If the vacuum energy is extracted, then what will happen to the cosmological constant? Will it remain the same? .
1 Answers
If the vacuum energy is extracted, then what will happen to the cosmological constant? Will it remain the same?
A cosmological constant is one possible description of how dark energy behaves. We don't know the equation of state of dark energy for sure, but current data do seem to be consistent with the hypothesis that it behaves as a cosmological constant, which is also the simplest hypothesis mathematically.
A cosmological constant is constant, and therefore it can't be extracted in the sense of lowering the amount of dark energy in a given cubic meter of space and transforming it into some other, useful form of energy. There are various kooks who claim to have promising ideas about how to do this, the most prominent probably being Myron Evans. They are kooks.
Regardless of the equation of state, general relativity has local conservation of mass-energy (technically expressed by the fact that GR is not self-consistent unless the divergence of the stress-energy tensor is zero). This implies that you can't just locally increase some form of energy (e.g., by doing mechanical work) without decreasing some other form of energy (e.g., dark energy).

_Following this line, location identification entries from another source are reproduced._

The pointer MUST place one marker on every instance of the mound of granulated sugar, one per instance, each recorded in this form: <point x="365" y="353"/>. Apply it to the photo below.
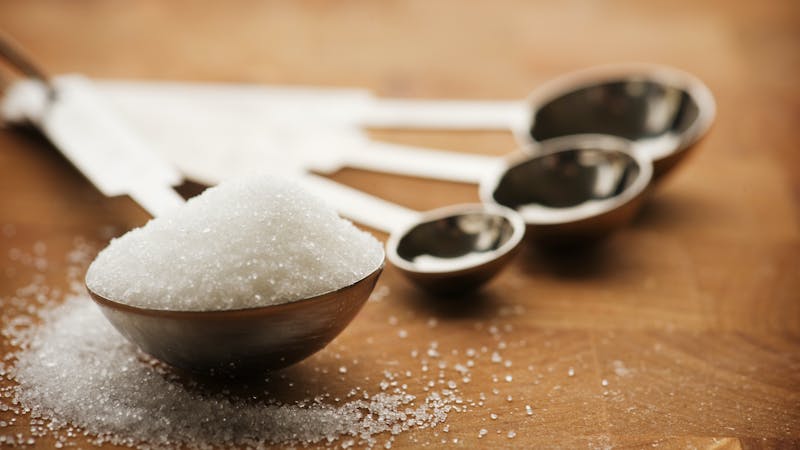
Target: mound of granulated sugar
<point x="250" y="242"/>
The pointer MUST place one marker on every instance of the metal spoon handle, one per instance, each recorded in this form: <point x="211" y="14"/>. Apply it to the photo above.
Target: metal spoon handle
<point x="419" y="162"/>
<point x="358" y="206"/>
<point x="445" y="114"/>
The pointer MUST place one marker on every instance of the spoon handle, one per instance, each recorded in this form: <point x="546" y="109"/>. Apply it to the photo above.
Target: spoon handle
<point x="419" y="162"/>
<point x="446" y="114"/>
<point x="359" y="206"/>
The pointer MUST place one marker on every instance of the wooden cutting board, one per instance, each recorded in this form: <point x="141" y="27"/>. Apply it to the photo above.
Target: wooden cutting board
<point x="681" y="331"/>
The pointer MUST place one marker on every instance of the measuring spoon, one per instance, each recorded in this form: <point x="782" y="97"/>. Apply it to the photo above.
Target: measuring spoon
<point x="446" y="250"/>
<point x="662" y="110"/>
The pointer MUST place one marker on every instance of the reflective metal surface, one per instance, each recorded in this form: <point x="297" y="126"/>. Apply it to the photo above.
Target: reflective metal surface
<point x="236" y="341"/>
<point x="456" y="248"/>
<point x="664" y="111"/>
<point x="577" y="187"/>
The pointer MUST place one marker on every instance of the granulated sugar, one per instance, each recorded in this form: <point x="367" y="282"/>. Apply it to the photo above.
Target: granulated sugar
<point x="245" y="243"/>
<point x="76" y="370"/>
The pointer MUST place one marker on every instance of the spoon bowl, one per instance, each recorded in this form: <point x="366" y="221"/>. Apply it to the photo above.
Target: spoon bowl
<point x="234" y="341"/>
<point x="663" y="111"/>
<point x="576" y="188"/>
<point x="456" y="248"/>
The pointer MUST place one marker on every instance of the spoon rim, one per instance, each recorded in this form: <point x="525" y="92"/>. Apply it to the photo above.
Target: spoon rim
<point x="579" y="142"/>
<point x="516" y="221"/>
<point x="227" y="313"/>
<point x="609" y="73"/>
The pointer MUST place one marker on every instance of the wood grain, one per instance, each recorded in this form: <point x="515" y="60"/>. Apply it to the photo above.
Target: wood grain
<point x="691" y="314"/>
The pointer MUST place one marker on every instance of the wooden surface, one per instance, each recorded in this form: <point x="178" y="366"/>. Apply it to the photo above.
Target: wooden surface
<point x="691" y="314"/>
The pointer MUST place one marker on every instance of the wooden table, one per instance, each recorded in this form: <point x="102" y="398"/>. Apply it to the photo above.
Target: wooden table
<point x="691" y="314"/>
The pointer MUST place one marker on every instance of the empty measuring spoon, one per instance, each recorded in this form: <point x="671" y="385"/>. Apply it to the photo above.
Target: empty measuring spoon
<point x="662" y="110"/>
<point x="450" y="249"/>
<point x="574" y="188"/>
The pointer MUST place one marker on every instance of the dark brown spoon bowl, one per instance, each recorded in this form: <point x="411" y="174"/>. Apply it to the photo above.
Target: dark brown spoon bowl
<point x="235" y="341"/>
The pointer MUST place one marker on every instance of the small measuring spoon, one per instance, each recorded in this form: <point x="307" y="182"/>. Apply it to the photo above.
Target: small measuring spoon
<point x="576" y="188"/>
<point x="662" y="110"/>
<point x="446" y="250"/>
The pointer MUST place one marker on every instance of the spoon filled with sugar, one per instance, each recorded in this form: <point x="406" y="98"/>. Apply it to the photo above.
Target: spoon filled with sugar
<point x="255" y="273"/>
<point x="252" y="274"/>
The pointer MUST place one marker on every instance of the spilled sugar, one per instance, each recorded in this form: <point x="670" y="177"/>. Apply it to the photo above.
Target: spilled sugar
<point x="73" y="375"/>
<point x="248" y="242"/>
<point x="77" y="370"/>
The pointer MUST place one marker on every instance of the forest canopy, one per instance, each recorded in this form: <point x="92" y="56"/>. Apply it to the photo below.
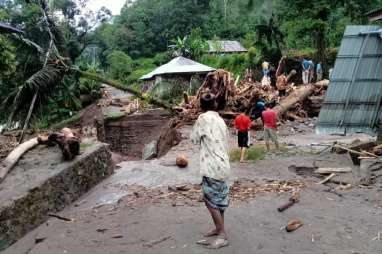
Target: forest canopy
<point x="148" y="33"/>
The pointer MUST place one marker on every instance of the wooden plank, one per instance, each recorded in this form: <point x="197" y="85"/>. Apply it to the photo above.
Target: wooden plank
<point x="327" y="178"/>
<point x="332" y="170"/>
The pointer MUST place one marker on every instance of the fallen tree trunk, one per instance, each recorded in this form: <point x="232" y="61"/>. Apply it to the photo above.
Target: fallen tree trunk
<point x="299" y="95"/>
<point x="122" y="87"/>
<point x="67" y="141"/>
<point x="10" y="161"/>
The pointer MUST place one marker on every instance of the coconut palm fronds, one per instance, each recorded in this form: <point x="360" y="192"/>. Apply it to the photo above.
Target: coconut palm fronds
<point x="42" y="82"/>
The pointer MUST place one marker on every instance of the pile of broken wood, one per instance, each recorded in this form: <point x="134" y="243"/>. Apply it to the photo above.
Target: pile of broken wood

On a cosmological scale, it is certainly true in some sense that dark energy causes other forms of energy to appear. It drives the accelerating expansion of the universe, which can be thought of as involving large amounts of kinetic energy. The reason for the qualifiers like "in some sense" and "can be thought of as" is that general relativity doesn't have a global law of conservation of energy that applies to cosmological spacetimes. In fact, there is not even any satisfactory way of defining the total energy of a region of the universe that spans cosmological distances. (The technical statement is that we don't have a measure of mass-energy that is conserved and transforms as a tensor.)